What businesses must decide based on the individual use-case and their risk appetite is where the threshold should be set: whether they should prioritise certainty and high precision even if automation rates drop; or embrace higher automation while accepting that more errors may slip through.

 

In fraud detection, for example, a low confidence threshold would allow the system to act even when relatively unsure, increasing automation. But false negatives that evade detection may lead to fines and reputational damage. So unsurprisingly, fraud detection tends to be a high-confidence, high-precision use case, where less-certain predictions trigger human review.

 

Meanwhile, in defect detection, a low confidence threshold means that any defect, however slight, is flagged up and, therefore, can’t slip through an automated system. Here, the cost of over-flagging may be far lower than the cost of a missed defect.

 

A similarly low threshold in an email moderation system may capture more spam but also generate an avalanche of false positives. Newsletters, community updates and legitimate communications may end up, annoyingly, in the spam folder, compromising user experience.

 

Establishing a boundary between automation and human review is always a matter of trade-offs. The question is whether precision and safety or speed and a frictionless user experience is the top priority – even at the cost of occasional false negatives.

 

These trade-offs vary and must be considered separately for every use case. In the context of self-driving cars, for example, a low threshold allows the system to brake even when the object detection system is only vaguely sure that circumstances necessitate it.

 

But opting for unjustified braking rather than high confidence thresholds, where the car only brakes when it’s 95 per cent sure that what it senses is brake-worthy – is a no-brainer.

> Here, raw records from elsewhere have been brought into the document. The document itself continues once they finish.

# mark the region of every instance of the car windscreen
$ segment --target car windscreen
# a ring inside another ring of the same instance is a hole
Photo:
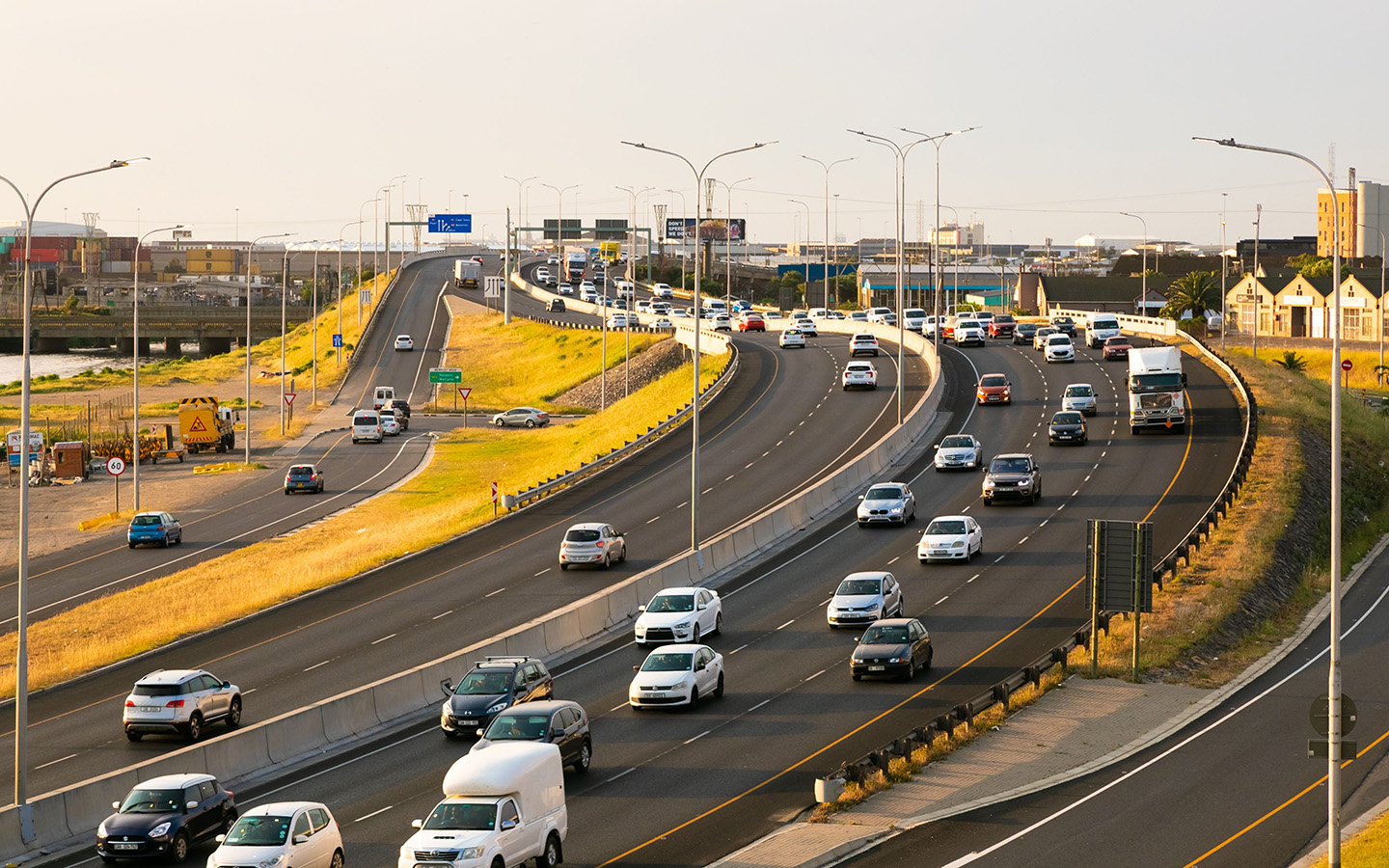
[[[864,631],[864,644],[906,644],[907,628],[904,626],[870,626]]]
[[[693,654],[651,654],[642,664],[643,672],[689,672]]]
[[[881,592],[881,579],[845,579],[839,583],[839,589],[835,590],[835,593],[842,597],[861,597],[864,594],[876,594]]]
[[[482,737],[489,742],[536,742],[549,733],[549,714],[501,712],[492,721]]]
[[[508,672],[474,671],[464,675],[453,692],[458,696],[492,696],[494,693],[506,693],[510,682],[511,675]]]
[[[167,814],[183,808],[183,790],[133,789],[121,803],[121,814]]]
[[[424,828],[486,832],[494,829],[496,825],[497,806],[494,804],[443,803],[429,812]]]
[[[693,594],[657,594],[651,597],[651,604],[646,607],[649,612],[692,612],[694,611]]]
[[[242,817],[222,840],[224,847],[275,847],[289,839],[293,817]]]

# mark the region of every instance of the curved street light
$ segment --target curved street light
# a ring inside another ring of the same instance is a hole
[[[678,154],[675,151],[668,151],[668,150],[660,149],[660,147],[651,147],[650,144],[646,144],[644,142],[622,142],[622,144],[628,144],[631,147],[638,147],[638,149],[642,149],[642,150],[653,151],[653,153],[657,153],[657,154],[665,154],[668,157],[675,157],[676,160],[679,160],[681,162],[683,162],[685,165],[688,165],[689,169],[690,169],[690,174],[694,175],[694,203],[696,203],[696,214],[694,214],[694,317],[696,317],[696,319],[694,319],[694,347],[693,347],[693,351],[694,351],[694,387],[693,387],[694,396],[690,400],[690,433],[693,436],[693,444],[690,446],[690,550],[694,553],[694,557],[696,557],[696,561],[699,562],[699,565],[703,567],[704,565],[704,553],[700,551],[700,547],[699,547],[699,333],[700,333],[700,328],[703,326],[703,321],[699,319],[700,306],[701,306],[701,301],[700,301],[700,286],[699,286],[699,282],[700,282],[700,272],[699,272],[699,258],[700,258],[699,257],[699,212],[697,212],[699,192],[700,192],[700,187],[704,186],[704,172],[708,171],[708,167],[714,165],[715,160],[722,160],[724,157],[729,157],[732,154],[742,154],[743,151],[756,150],[758,147],[767,147],[768,144],[776,144],[776,142],[754,142],[753,144],[749,144],[747,147],[738,147],[738,149],[733,149],[731,151],[724,151],[722,154],[715,154],[715,156],[710,157],[708,162],[704,164],[704,168],[699,168],[699,169],[694,168],[694,164],[690,162],[689,158],[686,158],[683,154]]]

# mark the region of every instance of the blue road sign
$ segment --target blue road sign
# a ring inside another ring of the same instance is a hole
[[[472,214],[431,214],[431,232],[472,232]]]

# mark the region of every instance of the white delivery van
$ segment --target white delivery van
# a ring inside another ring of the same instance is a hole
[[[400,847],[397,868],[542,868],[564,861],[569,814],[564,806],[560,749],[540,742],[500,742],[468,754],[443,776],[443,794],[428,819]]]
[[[1120,321],[1114,314],[1090,314],[1085,324],[1085,346],[1103,347],[1110,337],[1120,336]]]

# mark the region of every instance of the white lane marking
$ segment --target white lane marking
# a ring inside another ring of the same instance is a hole
[[[386,811],[389,811],[389,810],[390,810],[390,808],[393,808],[393,807],[396,807],[396,806],[393,806],[393,804],[388,804],[386,807],[381,808],[379,811],[372,811],[371,814],[367,814],[365,817],[358,817],[358,818],[357,818],[357,819],[354,819],[353,822],[361,822],[361,821],[364,821],[364,819],[371,819],[371,818],[372,818],[372,817],[375,817],[376,814],[385,814]]]
[[[35,765],[33,768],[49,768],[50,765],[57,765],[58,762],[64,762],[67,760],[71,760],[75,756],[76,754],[68,754],[68,756],[63,757],[63,760],[54,760],[53,762],[44,762],[43,765]]]

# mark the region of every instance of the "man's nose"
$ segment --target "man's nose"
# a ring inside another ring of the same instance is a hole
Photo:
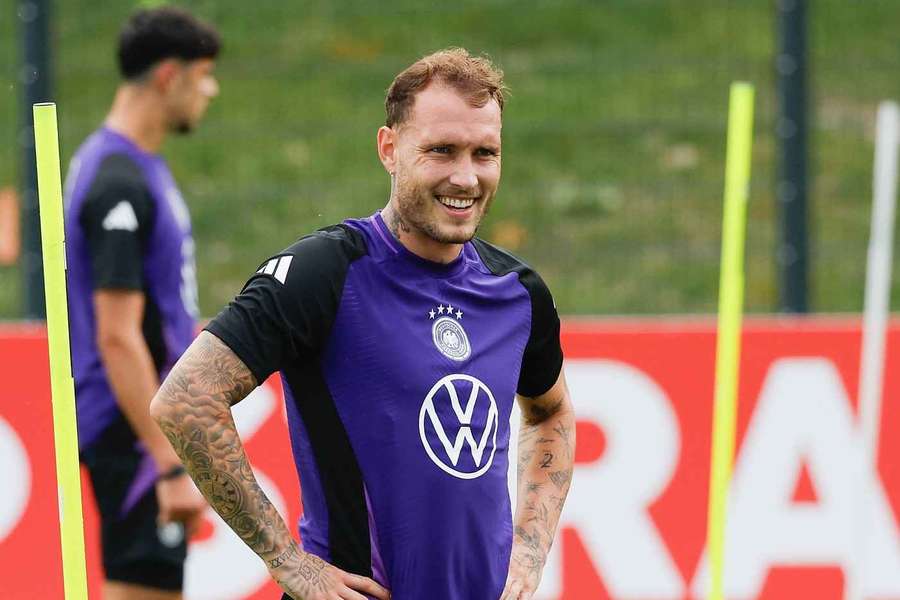
[[[450,185],[464,190],[478,187],[478,176],[470,159],[462,159],[456,163],[453,173],[450,174]]]

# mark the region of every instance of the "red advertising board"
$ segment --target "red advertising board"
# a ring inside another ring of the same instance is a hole
[[[900,599],[900,323],[888,335],[877,470],[856,422],[853,319],[750,320],[729,500],[730,599]],[[541,600],[705,597],[715,327],[709,319],[567,321],[576,472]],[[0,597],[61,598],[44,332],[0,328]],[[289,522],[298,486],[280,389],[236,407],[263,487]],[[91,597],[96,515],[85,490]],[[278,598],[265,569],[210,514],[193,540],[189,600]]]

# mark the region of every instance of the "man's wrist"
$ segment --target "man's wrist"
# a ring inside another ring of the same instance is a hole
[[[184,468],[184,465],[173,465],[160,473],[156,479],[157,481],[171,481],[172,479],[178,479],[185,473],[187,473],[187,469]]]

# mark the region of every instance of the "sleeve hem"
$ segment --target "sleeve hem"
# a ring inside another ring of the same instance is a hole
[[[553,366],[546,371],[548,374],[553,373],[552,377],[548,377],[548,379],[542,380],[540,382],[540,385],[538,385],[538,382],[528,382],[526,385],[516,390],[516,393],[520,396],[525,396],[526,398],[534,398],[536,396],[546,394],[556,383],[556,380],[559,379],[559,374],[562,372],[562,365],[563,355],[560,352],[556,360],[554,361]],[[549,383],[547,383],[548,381]]]
[[[241,344],[240,341],[236,337],[231,335],[227,330],[218,327],[215,321],[210,321],[209,324],[207,324],[206,327],[203,328],[203,331],[208,331],[209,333],[219,338],[219,340],[221,340],[223,344],[228,346],[228,348],[232,352],[234,352],[239,359],[241,359],[241,362],[243,362],[244,365],[248,369],[250,369],[253,377],[256,378],[257,385],[262,385],[263,382],[265,382],[265,380],[269,378],[269,375],[272,374],[271,372],[266,373],[264,370],[260,369],[256,364],[254,364],[254,361],[249,358],[250,353],[248,352],[246,347],[244,347],[244,345]]]

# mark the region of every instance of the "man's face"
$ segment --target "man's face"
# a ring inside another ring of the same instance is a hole
[[[394,127],[394,209],[414,240],[433,246],[474,237],[500,183],[500,106],[471,106],[451,87],[420,91]],[[415,243],[415,242],[414,242]]]
[[[188,133],[200,123],[209,101],[219,94],[214,69],[209,58],[178,63],[167,93],[171,131]]]

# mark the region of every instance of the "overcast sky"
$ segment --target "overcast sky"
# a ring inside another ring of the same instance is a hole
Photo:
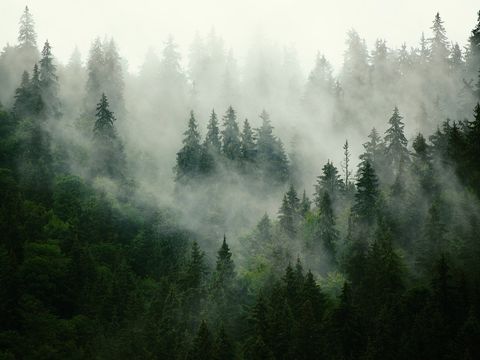
[[[0,0],[0,45],[14,44],[25,5],[36,21],[39,43],[49,39],[65,62],[75,45],[82,56],[92,39],[113,36],[130,70],[136,71],[149,47],[157,52],[172,34],[183,53],[196,31],[215,28],[242,58],[253,36],[262,32],[279,45],[293,45],[310,68],[317,51],[338,68],[345,34],[356,29],[369,49],[376,38],[389,46],[415,46],[428,37],[440,12],[450,40],[465,45],[476,23],[478,0]]]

Overcautius braking is much less consequential than a pedestrian being hit.

 

Context as a make-or-break factor

 

As with so many aspects of gen AI performance, context determines whether confidence scores eventually prove insightful or deceptive.

 

If an LLM consistently signals low confidence in its token choices – particularly when its self-doubt is paired with an authoritative tone – the discrepancy is an obvious red flag calling for immediate attention and troubleshooting.

 

But those who set the confidence thresholds of their automated systems without aligning self-reported confidence with empirical accuracy may let the model get away with its hallucinations and drifts until realty sends a costly wake-up call.

 

Meanwhile, users adopting the motto “trust but verify” will benefit the most from these tracking tools.

 

Taken with a pinch of salt and cross-referenced with other observability metrics, gen AI’s self-reported confidence can finally offer a nuanced glimpse into an awe-inspiring system whose genesis and operation are steeped in obscurity. User confidence in these models won’t emerge from mystique but must be earned through calibrated probabilities, carefully chosen thresholds and a conscientious weighing of trade-offs.